Go With the Flow (Matching)

Mar 19, 2025 10 min read Machine Learning

With origins loosely traced back to a tweet of Andrej Karpathy’s from about a month ago, “vibe coding” is a new software development paradigm in which 20-year-old MIT and Stanford dropouts fire up the AI-powered IDE, Cursor, surrender fully to the vibes, and let the latest large language models do their coding for them. I like to think that I’m not so old as to be fully removed from that scene, so I finally made the leap and dove headfirst into vibe coding. My vibe supplies included a homemade breakfast burrito (scrambled eggs, pulled pork, and salsa, for those wondering), an en vogue Poppi soda (Doc Pop flavor), and the free version of Cursor, making calls to Claude 3.5/3.7 Sonnet. So armed, and feeling like I had sufficiently channeled the “Gen” in both “Gen.
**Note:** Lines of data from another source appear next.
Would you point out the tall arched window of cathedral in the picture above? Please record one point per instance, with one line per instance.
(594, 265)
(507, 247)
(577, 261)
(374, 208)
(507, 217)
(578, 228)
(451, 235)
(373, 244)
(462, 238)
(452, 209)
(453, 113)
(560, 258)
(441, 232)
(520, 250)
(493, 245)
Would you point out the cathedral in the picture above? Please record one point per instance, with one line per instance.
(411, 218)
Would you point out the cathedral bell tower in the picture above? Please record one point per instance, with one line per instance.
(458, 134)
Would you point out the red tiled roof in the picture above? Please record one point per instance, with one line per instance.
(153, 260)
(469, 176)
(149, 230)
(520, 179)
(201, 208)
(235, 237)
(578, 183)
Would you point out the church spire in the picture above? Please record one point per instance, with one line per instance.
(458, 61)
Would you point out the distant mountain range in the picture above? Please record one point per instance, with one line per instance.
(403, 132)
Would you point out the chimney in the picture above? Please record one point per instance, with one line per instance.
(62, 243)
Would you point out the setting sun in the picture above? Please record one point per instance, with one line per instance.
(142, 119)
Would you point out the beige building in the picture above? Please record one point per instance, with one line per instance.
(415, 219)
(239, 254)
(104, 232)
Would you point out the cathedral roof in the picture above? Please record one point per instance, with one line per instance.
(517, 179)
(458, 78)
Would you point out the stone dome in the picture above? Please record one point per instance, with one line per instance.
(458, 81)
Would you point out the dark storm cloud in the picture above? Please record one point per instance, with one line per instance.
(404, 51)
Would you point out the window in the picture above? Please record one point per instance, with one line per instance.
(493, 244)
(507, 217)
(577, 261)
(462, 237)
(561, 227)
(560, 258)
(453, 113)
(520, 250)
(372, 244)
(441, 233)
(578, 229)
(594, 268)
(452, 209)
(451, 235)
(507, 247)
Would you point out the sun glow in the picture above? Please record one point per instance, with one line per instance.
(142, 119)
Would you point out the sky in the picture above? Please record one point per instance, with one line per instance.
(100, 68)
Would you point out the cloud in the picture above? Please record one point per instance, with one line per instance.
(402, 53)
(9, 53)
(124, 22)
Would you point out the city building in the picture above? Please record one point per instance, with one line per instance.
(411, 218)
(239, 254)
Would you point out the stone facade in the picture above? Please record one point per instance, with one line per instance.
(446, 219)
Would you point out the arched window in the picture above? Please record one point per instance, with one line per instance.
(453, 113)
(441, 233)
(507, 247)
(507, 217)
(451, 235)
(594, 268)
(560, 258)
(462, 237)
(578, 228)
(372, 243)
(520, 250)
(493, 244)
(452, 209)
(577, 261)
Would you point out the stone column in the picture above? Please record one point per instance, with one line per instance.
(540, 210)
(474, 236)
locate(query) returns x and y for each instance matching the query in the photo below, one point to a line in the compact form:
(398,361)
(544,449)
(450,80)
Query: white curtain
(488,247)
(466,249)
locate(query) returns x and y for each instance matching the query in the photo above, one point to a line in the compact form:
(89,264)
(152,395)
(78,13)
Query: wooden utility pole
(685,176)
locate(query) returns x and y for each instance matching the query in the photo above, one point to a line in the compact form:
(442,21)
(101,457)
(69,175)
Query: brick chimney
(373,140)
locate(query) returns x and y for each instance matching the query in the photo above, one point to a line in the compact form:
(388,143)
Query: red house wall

AI” and “Gen-Z,” I embarked on my adventure.

After debating about what might be a good vibe coding starter project, I finally settled on a flow matching model. Why? Well, I’ve been working through MIT’s Introduction to Flow Matching and Diffusion Models, so it seemed like a natural choice. I wanted to see how a vibe coded solution would square up against the example projects presented in the course; plus, I wanted to test how the vibes would extend to less-structured typesetting scenarios, using tools such as Latex, to help me generate some of the mathematical text for this blog post.

Prompt 1: Into the Deep

I opened up Cursor and was a little taken aback. It looks pretty much exactly like Visual Studio Code. After doing some digging, I determined that Cursor is actually just a fork of the VS Code project, so all of the VSCode native functionality works pretty much as you’d expect. The main addition Cursor provides is the handy “chat” window in the right-side panel, where you interface with large language models such as Claude-3.7 Sonnet. Cursor uses your codebase as context that the LLM ingests when responding to your prompts, and the model proposes large-scale code changes in real-time, which you can choose to either accept or reject.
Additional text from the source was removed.